You can listen to a podcast the guys did about the book with out me below.

Go to Amazon and get the book. Even better, leave us a review there. It’ll help people find the book.

As many of you know, I do a lot of my work at Starbucks.  I have my reasons. For one thing, I get more accomplished without Dennis pestering me to show him how his computer works. But to be honest, the main reason I go to Starbucks…is because I like to eavesdrop. It’s true. What ice cream and cheesecake were to the Golden Girls eavesdropping is to me. 

     At Starbucks I’m like a fly on the wall with a moleskin notebook under his wing. I’ve been dropping eaves at coffee shops for as long as I’ve been a pastor and, until this week at least, I’ve never been caught. 

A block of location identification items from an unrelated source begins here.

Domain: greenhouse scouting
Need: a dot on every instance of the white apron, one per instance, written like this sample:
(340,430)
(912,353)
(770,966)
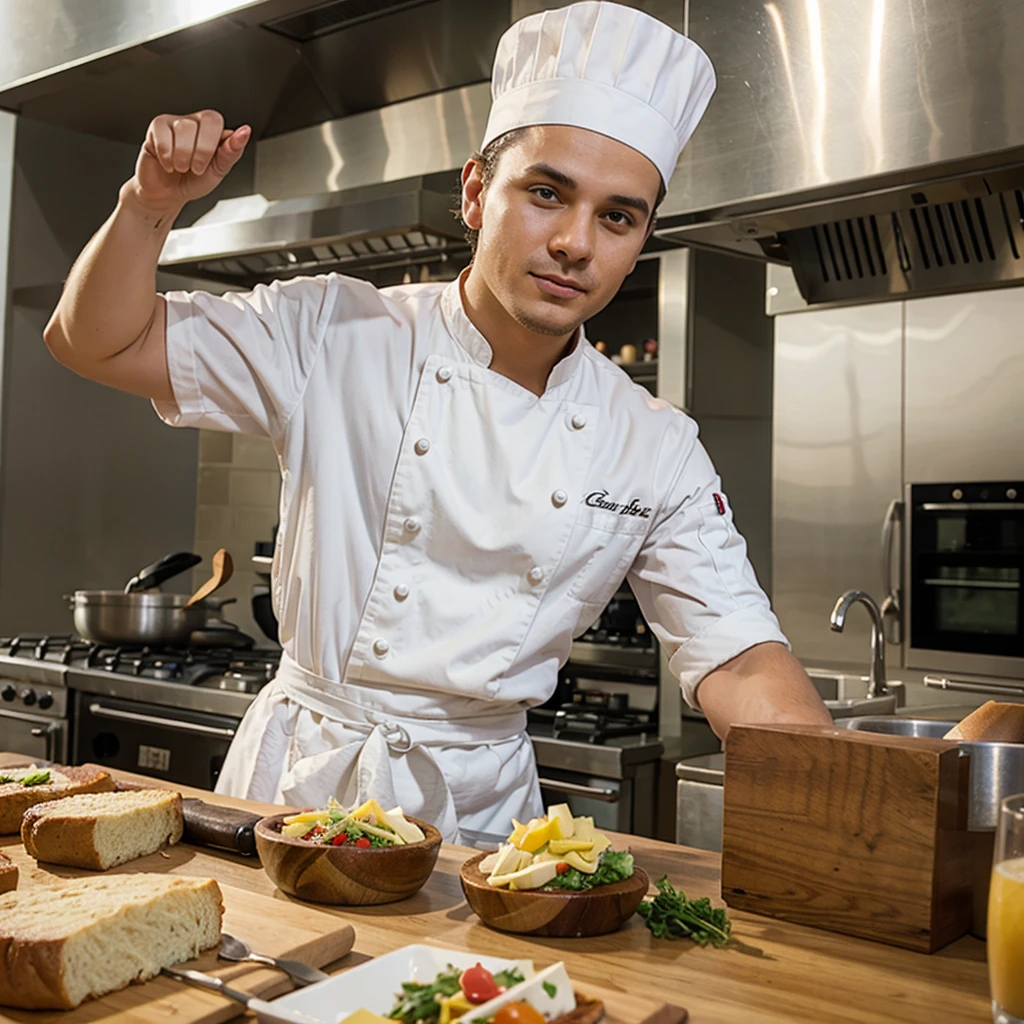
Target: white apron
(305,737)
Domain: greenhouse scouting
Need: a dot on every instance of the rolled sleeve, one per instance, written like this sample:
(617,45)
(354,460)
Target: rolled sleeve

     This week I sat down at a little round table and started to sketch out a funeral sermon. At the table to my left was a 20-something guy with ear phones in and an iPad out and a man-purse slung across his shoulder. At the table to my right were two middle-aged women. They had a bible and a couple of Beth Moore books on the table between them. And a copy of the Mt Vernon Gazette. 

     The first thing I noticed though was their perfume. It was strong I could taste it in my coffee. 

     Now, in my defense I don’t think I could properly be accused of eavesdropping considering just how loud the two women were talking. Like they wanted to be heard. Their ‘bible study’ or whatever it had been was apparently over because the woman by the window closed the bible and then commented out loud: 

‘I really do need to get a new bible. This one’s worn out completely. I’ve just read it so much.’

     Not to be outdone, the woman across from her, parried, saying just as loudly: 

‘I don’t know what I’d do if I didn’t spend time in the Word every day. 

I don’t know what people do without the Lord.’ 

     “They do whatever they want” her friend by the window said. 

     And I said- to myself- ‘Geez, I’ve sat next to two Flannery O’Connor characters.’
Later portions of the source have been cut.